Prosody-enriched lattices for improved syllable recognition
Sankaranarayanan Ananthakrishnan, University of Southern California
Shrikanth Narayanan, University of Southern California
Automatic recognition of syllables is useful for many spoken language applications such as speech recognition and spoken document retrieval. Short-term spectral properties (such as mel-frequency cepstral coefficients, or MFCCs) are usually the features of choice for such systems, which typically ignore suprasegmental (prosodic) cues that manifest themselves at the syllable, word and utterance level. Previous work has shown that categorical representations of prosody correlate well with lexical entities. In this paper, we attempt to exploit this relationship by enriching syllable-level lattices, generated by a standard speech recognizer, with categorical prosodic events for improved syllable recognition performance. With the enriched lattices, we obtain a 2% relative improvement in syllable error rate over the baseline system on a read speech task (the Boston University Radio News Corpus).

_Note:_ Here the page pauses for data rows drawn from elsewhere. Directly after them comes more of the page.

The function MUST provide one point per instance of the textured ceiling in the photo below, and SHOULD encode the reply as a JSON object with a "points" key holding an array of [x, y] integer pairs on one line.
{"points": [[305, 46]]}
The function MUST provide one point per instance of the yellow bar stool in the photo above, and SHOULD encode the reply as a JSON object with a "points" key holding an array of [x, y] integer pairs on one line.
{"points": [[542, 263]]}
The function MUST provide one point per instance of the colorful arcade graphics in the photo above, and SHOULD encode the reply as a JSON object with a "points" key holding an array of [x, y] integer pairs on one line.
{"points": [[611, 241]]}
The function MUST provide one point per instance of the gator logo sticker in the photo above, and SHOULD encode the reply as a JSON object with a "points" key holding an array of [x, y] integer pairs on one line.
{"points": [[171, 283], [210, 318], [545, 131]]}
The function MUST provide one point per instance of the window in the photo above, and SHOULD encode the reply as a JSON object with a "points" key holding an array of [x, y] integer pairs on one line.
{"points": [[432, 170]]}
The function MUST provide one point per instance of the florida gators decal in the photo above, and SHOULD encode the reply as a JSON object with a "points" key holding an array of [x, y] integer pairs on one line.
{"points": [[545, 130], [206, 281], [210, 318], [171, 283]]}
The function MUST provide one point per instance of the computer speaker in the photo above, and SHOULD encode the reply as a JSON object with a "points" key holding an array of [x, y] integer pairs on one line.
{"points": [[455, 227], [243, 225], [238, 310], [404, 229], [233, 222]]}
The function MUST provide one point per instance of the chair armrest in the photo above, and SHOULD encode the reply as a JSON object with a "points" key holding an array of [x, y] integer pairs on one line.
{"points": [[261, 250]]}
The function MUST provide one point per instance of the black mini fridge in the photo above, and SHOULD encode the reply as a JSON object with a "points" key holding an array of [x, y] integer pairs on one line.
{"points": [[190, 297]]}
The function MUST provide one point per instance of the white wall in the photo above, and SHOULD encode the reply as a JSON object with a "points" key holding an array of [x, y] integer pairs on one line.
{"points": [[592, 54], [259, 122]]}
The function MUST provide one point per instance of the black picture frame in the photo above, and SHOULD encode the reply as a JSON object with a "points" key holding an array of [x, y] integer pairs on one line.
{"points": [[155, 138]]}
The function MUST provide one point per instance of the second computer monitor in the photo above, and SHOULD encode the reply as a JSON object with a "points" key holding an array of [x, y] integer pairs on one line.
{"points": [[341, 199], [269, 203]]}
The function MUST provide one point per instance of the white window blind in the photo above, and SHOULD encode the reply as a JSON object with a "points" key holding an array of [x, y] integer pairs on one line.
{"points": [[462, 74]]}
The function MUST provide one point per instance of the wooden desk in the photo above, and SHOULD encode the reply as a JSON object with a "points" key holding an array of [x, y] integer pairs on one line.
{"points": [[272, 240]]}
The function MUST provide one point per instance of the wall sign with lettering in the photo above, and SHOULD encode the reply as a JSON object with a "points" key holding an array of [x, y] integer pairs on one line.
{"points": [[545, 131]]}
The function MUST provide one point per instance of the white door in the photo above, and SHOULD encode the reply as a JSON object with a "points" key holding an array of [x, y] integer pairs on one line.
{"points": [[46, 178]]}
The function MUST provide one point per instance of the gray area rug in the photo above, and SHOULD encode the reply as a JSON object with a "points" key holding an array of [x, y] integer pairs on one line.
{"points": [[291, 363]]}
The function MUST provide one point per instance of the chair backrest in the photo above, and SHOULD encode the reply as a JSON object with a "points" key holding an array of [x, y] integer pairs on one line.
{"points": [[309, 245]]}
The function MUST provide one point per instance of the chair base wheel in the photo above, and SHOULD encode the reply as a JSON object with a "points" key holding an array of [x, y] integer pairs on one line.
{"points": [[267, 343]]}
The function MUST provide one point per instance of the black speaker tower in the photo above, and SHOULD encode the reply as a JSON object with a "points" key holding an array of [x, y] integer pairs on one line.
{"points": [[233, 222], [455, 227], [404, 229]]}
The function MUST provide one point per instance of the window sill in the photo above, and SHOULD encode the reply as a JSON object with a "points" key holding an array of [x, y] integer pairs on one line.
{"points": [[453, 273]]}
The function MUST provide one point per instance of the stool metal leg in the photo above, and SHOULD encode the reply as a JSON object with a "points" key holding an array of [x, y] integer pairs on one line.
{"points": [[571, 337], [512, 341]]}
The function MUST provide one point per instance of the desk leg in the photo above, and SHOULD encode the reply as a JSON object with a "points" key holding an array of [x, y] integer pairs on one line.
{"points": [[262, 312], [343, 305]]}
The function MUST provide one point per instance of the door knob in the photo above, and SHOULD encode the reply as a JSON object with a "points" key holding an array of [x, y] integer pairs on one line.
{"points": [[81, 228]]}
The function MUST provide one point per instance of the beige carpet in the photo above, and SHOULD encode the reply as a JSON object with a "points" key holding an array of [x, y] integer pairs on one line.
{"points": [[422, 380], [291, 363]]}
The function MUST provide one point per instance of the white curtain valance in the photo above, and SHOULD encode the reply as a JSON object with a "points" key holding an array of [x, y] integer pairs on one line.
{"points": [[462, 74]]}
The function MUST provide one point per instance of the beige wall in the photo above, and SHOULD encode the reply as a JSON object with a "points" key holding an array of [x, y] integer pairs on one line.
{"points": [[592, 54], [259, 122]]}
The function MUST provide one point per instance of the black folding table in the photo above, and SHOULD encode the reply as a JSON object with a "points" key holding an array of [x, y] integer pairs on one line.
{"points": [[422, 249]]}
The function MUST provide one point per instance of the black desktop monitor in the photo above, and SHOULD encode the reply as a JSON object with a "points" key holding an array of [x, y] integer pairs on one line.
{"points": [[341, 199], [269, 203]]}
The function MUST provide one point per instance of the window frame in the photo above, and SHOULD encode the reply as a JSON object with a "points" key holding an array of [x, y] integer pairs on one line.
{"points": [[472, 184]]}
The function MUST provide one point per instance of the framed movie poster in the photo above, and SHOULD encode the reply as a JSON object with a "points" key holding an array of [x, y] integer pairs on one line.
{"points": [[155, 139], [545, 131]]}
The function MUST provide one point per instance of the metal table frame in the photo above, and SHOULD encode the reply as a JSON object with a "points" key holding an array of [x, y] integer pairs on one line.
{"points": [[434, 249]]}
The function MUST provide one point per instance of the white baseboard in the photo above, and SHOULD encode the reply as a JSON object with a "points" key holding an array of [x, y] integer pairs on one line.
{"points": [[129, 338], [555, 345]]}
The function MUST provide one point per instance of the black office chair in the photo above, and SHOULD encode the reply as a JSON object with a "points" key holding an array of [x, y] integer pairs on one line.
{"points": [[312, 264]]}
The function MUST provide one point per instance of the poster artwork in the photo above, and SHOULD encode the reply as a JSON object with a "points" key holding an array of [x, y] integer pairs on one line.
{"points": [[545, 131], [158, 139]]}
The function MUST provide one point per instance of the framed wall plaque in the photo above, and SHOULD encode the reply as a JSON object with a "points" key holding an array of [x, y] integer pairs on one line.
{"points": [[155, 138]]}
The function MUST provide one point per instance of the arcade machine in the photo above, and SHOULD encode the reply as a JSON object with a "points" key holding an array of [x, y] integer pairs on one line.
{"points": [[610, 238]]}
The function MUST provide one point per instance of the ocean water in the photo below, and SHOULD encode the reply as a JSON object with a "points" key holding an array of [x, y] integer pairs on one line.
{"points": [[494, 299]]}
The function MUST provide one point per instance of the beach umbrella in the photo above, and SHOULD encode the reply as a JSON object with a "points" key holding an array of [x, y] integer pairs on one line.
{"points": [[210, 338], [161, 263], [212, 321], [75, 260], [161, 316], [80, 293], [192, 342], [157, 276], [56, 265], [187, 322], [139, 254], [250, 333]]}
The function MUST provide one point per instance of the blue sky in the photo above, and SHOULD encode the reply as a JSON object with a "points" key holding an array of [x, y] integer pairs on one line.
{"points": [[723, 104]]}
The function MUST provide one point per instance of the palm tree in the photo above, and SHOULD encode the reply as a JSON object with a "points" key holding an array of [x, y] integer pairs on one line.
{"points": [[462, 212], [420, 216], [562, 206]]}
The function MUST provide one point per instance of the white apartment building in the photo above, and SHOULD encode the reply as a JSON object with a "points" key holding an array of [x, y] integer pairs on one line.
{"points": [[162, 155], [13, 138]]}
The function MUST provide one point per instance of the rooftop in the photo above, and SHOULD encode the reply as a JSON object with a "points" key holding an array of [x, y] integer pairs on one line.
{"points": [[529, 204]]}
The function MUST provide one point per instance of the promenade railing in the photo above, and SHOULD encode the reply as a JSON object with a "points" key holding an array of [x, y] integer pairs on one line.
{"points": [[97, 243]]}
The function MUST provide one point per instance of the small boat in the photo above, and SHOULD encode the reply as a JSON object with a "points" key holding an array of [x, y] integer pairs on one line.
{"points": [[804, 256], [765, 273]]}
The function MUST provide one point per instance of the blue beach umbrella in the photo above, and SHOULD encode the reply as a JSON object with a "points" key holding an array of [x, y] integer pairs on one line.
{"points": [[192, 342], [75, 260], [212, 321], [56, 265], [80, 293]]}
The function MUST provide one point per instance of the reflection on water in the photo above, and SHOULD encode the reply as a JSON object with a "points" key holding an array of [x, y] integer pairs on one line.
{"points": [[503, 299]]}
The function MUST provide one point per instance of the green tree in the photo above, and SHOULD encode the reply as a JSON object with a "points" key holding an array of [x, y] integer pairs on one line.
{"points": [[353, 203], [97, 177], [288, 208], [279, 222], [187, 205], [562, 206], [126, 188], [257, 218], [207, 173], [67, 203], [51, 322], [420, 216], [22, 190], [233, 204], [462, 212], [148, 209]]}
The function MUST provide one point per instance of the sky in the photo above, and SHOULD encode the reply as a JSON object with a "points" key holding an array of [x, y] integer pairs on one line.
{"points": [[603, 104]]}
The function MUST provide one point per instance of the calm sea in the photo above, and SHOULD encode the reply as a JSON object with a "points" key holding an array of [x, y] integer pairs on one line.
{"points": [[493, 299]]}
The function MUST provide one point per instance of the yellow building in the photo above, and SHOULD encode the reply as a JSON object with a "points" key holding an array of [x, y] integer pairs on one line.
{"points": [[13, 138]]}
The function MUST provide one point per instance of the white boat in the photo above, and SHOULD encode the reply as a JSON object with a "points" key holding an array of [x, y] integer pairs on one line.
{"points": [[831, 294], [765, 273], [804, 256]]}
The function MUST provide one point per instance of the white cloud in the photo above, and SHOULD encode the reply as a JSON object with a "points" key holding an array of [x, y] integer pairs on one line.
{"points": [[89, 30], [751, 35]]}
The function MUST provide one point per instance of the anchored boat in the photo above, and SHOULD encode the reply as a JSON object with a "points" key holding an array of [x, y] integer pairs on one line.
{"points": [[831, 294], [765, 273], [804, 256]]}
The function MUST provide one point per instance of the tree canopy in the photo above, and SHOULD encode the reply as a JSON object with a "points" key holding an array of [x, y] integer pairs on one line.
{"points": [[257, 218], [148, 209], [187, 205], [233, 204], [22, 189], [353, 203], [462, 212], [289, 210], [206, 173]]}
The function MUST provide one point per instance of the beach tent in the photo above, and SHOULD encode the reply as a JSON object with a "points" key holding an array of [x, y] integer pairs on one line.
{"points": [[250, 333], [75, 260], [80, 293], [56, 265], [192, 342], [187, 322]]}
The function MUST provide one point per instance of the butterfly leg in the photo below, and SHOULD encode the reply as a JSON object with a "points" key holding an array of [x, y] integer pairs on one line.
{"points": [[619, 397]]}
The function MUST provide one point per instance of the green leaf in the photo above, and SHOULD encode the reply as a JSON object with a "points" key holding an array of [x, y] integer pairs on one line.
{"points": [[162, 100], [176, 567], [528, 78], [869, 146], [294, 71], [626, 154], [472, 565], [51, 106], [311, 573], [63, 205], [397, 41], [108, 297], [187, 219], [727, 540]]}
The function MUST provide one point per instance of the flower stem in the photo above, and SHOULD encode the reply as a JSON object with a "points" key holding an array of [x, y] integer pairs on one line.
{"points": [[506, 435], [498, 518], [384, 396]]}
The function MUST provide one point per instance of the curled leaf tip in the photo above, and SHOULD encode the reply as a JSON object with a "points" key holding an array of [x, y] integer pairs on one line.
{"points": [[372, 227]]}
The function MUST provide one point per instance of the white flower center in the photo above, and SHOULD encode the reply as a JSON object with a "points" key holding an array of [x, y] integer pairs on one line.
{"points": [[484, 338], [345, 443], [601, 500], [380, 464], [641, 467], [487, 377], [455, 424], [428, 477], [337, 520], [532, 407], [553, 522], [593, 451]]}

Exploiting Phoneme Similarities in Hybrid HMM-ANN Keyword Spotting
Joel Pinto, IDIAP Research Institute
Andrew Lovitt, University of Illinois at Urbana-Champaign
Hynek Hermansky, IDIAP Research Institute
We propose a technique for generating alternative models for keywords in a hybrid hidden Markov model - artificial neural network (HMM-ANN) keyword spotting paradigm. Given a base pronunciation for a keyword from the lookup dictionary, our algorithm generates a new model for a keyword which takes into account the systematic errors made by the neural network and avoiding those models that can be confused with other words in the language. The new keyword model improves the keyword detection rate while minimally increasing the number of false alarms.
Online Vocabulary Adaptation using Limited Adaptation Data
Chang E Liu, Microsoft Research Asia
Kishan Thambiratnam, Microsoft Research Asia
Frank Seide, Microsoft Research Asia
This paper presents a study of low-latency domain-independent online vocabulary adaptation using limited amounts of supporting text data. The target applications include blind indexing of Internet content, indexing of new content with low latency, and domains where Out-Of-Vocabulary (OOV) words are problematic. A number of methods to perform document-specific adaptation using a small amount of support metadata and the Internet are examined. It is shown that a combination of word feature fusion and cross-file statistics pooling provides robust adaptation. The best evaluated method achieved an absolute reduction of 27.6% in OOV detection false alarm rate over the baseline word feature thresholding methods.